Over at
Uncommon Descent, Winston Ewert (one of the three authors of the paper
A General Theory of Information Cost Incurred by Successful Search) answers in the article "
Questioning Information Cost to "a number of questions and objections to the paper" I raised. He states fives points, which I will address in this post. Obviously, I'll give my reply at
Uncommon Descent, too, but their format doesn't allow for mathematical formulas, so it is easier to make a first draft here. I thank Winston Ewert for his answers, but I'd appreciate some further clarifications.
Firstly, Dieb objects that the quasi-Bayesian calculation on Page 56 is incorrect, although it obtains the correct result. However, the calculation is called a quasi-Bayesian calculation because it engages in hand-waving rather than presenting a rigorous proof. The text in question is shortly after a theorem and is intended to explicate the consequences of that theorem rather than rigorously prove its result. The calculation is not incorrect, but rather deliberately oversimplified.
Fair enough. So it's not a
quasi-Bayesian calculation, but a
Bayesian quasi-calculation. I will amend my post (
Please show all your work for full credit...) by Winston Ewert's explanation.
Secondly, Dieb objects that many quite different searches can be constructed which are represented by the same probability measure. However, if searches were represented as a mapping from the previously visited points to a new point (as in Wolpert and Macready’s original formulation), algorithms which derive the same queries in different ways will be represented the same way. Giving multiple searches the same representation is neither avoidable nor inherently problematic.
The problem is that Dembski's, Ewert's and Marks's construction of the representation does not only depend on the discriminator (see the next point), but on the target, too. Take $\Omega = \{1,2,3,4\}$ and two searches with two steps:
- The first search consist just of two random guesses, i.e., at each step, one of the numbers is given with probability $1/4$.
- The second search has two guesses, too. But at the first step, $1$ is taken with probability $7/16$ and each other number with $3/16$, while at the second step, one is omitted from the guess and each other number it guessed with a probability of $1/3$.
These two searches are quite different: the first may produce a query $(1,1)$ with probability $1/16$, while the second never will. Now take a discriminator $\Delta$ which returns the target if it is in the query and otherwise another element in the query at random.
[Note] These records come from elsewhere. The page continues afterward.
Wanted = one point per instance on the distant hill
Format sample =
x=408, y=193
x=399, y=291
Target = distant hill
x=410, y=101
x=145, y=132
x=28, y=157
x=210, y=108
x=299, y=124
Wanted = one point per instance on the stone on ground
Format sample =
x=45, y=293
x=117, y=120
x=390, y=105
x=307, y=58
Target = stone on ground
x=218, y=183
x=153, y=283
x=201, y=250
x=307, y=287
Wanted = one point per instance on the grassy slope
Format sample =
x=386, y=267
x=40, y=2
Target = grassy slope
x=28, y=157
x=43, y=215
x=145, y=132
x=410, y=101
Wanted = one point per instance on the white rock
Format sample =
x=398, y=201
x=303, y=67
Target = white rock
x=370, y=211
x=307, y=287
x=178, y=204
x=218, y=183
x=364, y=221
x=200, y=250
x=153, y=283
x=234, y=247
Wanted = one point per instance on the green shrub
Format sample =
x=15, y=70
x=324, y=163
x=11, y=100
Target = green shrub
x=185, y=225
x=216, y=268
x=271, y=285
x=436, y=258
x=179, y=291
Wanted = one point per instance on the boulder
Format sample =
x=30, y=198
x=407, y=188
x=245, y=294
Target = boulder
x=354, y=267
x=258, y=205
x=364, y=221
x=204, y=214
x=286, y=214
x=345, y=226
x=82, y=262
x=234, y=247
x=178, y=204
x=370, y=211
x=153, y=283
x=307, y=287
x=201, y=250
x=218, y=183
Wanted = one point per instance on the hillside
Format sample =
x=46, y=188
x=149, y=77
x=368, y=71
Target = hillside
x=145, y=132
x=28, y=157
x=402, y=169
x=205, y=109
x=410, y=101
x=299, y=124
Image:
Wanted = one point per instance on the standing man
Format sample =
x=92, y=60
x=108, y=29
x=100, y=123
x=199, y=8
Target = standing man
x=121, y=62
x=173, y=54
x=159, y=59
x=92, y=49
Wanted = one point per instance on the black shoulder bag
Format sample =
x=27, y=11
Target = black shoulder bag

Such a discriminator seems to be quite natural and it is certainly within the range of the definition on pages 35--36.
Now, the distribution which $\Delta$ infers on $\Omega$ depends on the target: if we are looking for $\{1\}$, we get:
- First search: $\mu_{\{1\}}^1$ given by $\mu_{\{1\}}^1(\{1\}) = 7/16$, $\mu_{\{1\}}^1(\{2\})= \mu_{\{1\}}^1(\{3\})= \mu_{\{1\}}^1(\{4\})=3/16$
- Second search: $\mu_{\{1\}}^2 = \mu_{\{1\}}^1$
These are two algorithms which don't derive the same queries albeit in different ways, but nonetheless they will be represented the same way!
In fact, if our target is $\{2\}$, we get other distributions:
- First search: $\mu_{\{2\}}^1$ given by $\mu_{\{2\}}^1(\{2\}) = 7/16$, $\mu_{\{2\}}^1(\{1\})= \mu_{\{2\}}^1(\{3\})= \mu_{\{2\}}^1(\{4\})=3/16$
- Second search: $\mu_{\{2\}}^2\{1\} = 14/96$, $\mu_{\{2\}}^2\{2\} = 44/96$, $\mu_{\{2\}}^2\{3\} = \mu_{\{2\}}^2\{4\}= 19/96$.
Frankly, this seems to be "inherently problematic".
Thirdly, Dieb objects that a search will be biased by the discriminator towards selecting elements in the target, not a uniform distribution. However, Dieb’s logic depends on assuming that we have a good discriminator. As the paper states, we do not assume this to be the case. If choosing a random search, we cannot assume that we have a good discriminator (or any other component). The search for the search assumes that we have no prior information, not even the ability to identify points in the target.
This seems to be a little absurd. Shouldn't your representation work for any discriminator - even a good one? If we are following Wolpert's and Macready's formulation, a blind search means that we try to maximize a characteristic function. So, the natural discriminator should return this maximum if it is found in a query. If it doesn't, we build a discriminator which does: we have the output of the
inspector, so why not use it? If you are telling us that the output of the inspector may be false, then I'd use another inspector, one which gives us the output of the fitness function. If you say now that the output of the fitness function may be dubious, I'd say "tough luck: I maximize this function whether the function is right or wrong - what else is there to do?". These added layers of entities which have a hidden knowledge about the target which isn't inherent to the fitness function seem to be superfluous.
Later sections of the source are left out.